Nienawiść i kłótnie podsycane przez sprytnych trolli powinny wygasnąć. Mamy sytuację, w której nie ma żadnej wątpliwości, że Polska musi odpierać nie tylko propagandową agresję, ale stoi wobec otwartego konfliktu siłowego.
Nikt, kto Polskę kocha nie może teraz wywlekać osobistych animozji ani nie powinien pisać źle o polskim rządzie, a szczególnie o Polskich Siłach Zbrojnych.
Prowadzona jest bezpardonowa akcja rozpowszechniająca fałszywe informacje o wydarzeniach w Polsce i na wschodniej granicy.
Skoro dziennikarze dużych agencji informacyjnych dają się nabrać na propagandę, cóż dopiero blogerzy.
Chciałbym, aby w tym trudnym czasie blogerki i blogerzy Salon24 dali przykład tego, że możliwe jest zjednoczenie się przeciw wrogom Polski.
Tym najważniejszym celem jest Polska, którą każdy z nas kocha i chce jej dobra. Pokażmy, że w sprawie ataku na polską granicę jesteśmy całkowicie zgodni i wpierajmy polskie wojsko stojące wobec bardzo trudnego zadania, przynajmniej naszym słowem.
Chciałbym też, aby wszyscy blogerzy, którzy przeszli służbę wojskową w Polsce przypomnieli sobie treść przysięgi.

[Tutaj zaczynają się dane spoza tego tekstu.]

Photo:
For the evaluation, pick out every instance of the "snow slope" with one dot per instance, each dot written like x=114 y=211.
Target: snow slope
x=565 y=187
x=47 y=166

Tym, którzy w polskim wojsku nie służyli, przypomnę jej treść we współczesnym brzmieniu:
„Ja, żołnierz Wojska Polskiego
służyć wiernie Rzeczypospolitej Polskiej,
bronić jej niepodległości i granic.
Stać na straży Konstytucji,
sztandaru wojskowego bronić.
Za sprawę mojej Ojczyzny w potrzebie,
krwi własnej ani życia nie szczędzić.
Pamiętajmy, że ci, którzy pełnią obecnie służbę na granicy Polski, to ci, którzy dają świadectwo wierności tym słowom wprowadzając je w czyn.
PS. Ja ze swojej strony zdejmuję bany tym, którzy najbardzej szkalowali mój blog pisząc nienawistne notki i pokażmy wrogom, że potrafimy się zjednoczyć.